Mayday: Papa und Mama gehen raven

Raver-Fest im Laser-Gewitter | Foto: Ralph Larmann

Zum 22. Mal findet die Mayday statt und zum ersten Mal nicht am 30. April, sondern bereits drei Tage früher. Ansonsten bietet die „Mutter aller Raves“ aber vor allem eines: gewohnte Qualität und ein Spitzen-Techno-Lineup, allen voran „Papa“ Väth.

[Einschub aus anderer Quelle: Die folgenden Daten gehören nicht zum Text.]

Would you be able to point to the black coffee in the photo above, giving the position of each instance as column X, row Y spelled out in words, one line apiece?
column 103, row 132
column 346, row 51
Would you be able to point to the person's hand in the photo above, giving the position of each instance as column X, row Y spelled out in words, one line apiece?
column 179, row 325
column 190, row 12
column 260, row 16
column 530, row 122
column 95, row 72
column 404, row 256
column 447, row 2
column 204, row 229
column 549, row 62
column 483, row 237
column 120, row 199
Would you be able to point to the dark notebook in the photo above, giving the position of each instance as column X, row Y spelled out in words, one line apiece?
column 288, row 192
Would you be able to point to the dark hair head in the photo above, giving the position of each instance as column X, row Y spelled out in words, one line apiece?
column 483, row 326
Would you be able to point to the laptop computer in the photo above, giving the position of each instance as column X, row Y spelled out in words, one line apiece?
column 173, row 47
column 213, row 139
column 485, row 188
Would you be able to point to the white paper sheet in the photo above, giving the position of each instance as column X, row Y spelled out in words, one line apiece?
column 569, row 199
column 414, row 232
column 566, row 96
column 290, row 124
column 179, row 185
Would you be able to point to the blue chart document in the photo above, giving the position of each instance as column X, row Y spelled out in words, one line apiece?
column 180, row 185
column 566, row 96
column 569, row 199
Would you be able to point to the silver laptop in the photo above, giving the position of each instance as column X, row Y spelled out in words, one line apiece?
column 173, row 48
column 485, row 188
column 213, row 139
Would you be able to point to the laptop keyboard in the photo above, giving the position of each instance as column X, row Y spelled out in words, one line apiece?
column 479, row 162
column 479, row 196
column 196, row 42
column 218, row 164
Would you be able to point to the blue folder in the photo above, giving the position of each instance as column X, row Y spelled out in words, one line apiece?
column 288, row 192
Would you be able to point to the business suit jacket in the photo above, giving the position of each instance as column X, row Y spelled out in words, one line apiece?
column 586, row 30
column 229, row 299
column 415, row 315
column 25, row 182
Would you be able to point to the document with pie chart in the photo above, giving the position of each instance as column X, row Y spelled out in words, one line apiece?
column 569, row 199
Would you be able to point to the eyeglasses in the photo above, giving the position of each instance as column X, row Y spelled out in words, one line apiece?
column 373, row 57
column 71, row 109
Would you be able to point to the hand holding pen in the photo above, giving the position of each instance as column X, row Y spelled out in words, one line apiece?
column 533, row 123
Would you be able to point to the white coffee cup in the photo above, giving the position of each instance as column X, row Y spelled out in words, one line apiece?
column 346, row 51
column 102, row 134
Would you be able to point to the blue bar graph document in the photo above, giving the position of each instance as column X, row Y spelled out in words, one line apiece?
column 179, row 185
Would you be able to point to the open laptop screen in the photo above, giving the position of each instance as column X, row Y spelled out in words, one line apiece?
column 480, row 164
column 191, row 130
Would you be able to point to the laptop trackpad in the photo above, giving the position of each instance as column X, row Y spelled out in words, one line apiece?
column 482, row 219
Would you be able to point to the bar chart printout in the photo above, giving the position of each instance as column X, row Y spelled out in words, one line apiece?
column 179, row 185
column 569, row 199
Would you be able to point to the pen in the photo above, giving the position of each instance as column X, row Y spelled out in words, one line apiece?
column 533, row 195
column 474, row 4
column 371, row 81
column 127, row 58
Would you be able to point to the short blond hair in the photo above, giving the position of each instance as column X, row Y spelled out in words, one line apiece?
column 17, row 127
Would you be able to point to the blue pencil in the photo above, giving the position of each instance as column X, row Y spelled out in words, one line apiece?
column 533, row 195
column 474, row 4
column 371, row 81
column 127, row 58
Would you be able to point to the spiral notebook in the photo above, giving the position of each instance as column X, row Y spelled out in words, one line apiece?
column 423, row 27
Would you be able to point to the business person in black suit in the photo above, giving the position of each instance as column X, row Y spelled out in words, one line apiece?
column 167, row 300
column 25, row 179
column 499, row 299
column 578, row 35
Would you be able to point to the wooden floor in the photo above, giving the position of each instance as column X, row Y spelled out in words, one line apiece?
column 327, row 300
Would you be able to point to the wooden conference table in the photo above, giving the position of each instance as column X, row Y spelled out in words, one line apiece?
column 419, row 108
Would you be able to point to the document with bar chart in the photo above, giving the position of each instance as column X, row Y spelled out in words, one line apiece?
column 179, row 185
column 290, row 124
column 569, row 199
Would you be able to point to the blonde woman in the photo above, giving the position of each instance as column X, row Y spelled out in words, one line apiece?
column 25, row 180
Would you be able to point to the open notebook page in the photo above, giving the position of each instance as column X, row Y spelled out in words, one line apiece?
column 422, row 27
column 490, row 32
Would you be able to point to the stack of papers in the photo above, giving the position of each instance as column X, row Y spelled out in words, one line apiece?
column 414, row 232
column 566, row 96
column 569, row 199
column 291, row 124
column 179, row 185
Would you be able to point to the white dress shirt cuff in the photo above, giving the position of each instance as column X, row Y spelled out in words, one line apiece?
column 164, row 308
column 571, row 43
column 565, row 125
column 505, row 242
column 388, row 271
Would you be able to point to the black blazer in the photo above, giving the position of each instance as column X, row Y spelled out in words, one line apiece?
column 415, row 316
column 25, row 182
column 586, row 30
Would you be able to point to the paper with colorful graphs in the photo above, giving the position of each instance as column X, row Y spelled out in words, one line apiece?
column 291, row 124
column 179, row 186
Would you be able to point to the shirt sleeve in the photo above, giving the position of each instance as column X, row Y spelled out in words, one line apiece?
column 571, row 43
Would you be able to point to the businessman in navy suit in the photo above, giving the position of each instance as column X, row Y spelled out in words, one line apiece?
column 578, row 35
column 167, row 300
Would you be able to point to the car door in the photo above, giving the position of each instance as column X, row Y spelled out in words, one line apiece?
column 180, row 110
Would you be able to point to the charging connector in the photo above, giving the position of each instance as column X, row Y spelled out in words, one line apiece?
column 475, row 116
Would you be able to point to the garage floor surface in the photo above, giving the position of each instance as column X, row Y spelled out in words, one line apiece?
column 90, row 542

„Never stop raving“ heißt das diesjährige Motto der Megaparty. Für nicht Eingeweihte mag das erst mal wenig originell klingen, aber echte Raver wissen, dass mehr dahinter steckt. Für sie bedeutet „Raven“ nicht einfach, mit bis zu 25 000 Gleichgesinnten in den Westfalenhallen eine Nacht durchzutanzen. Für Techno-Jünger ist „Rave“ eine Lebenseinstellung und fast schon ein politisches Statement. Auf jeden Fall umfasst es neben endloser Party auch Werte wie Toleranz, Liebe und Frieden. Und dagegen kann doch niemand etwas haben.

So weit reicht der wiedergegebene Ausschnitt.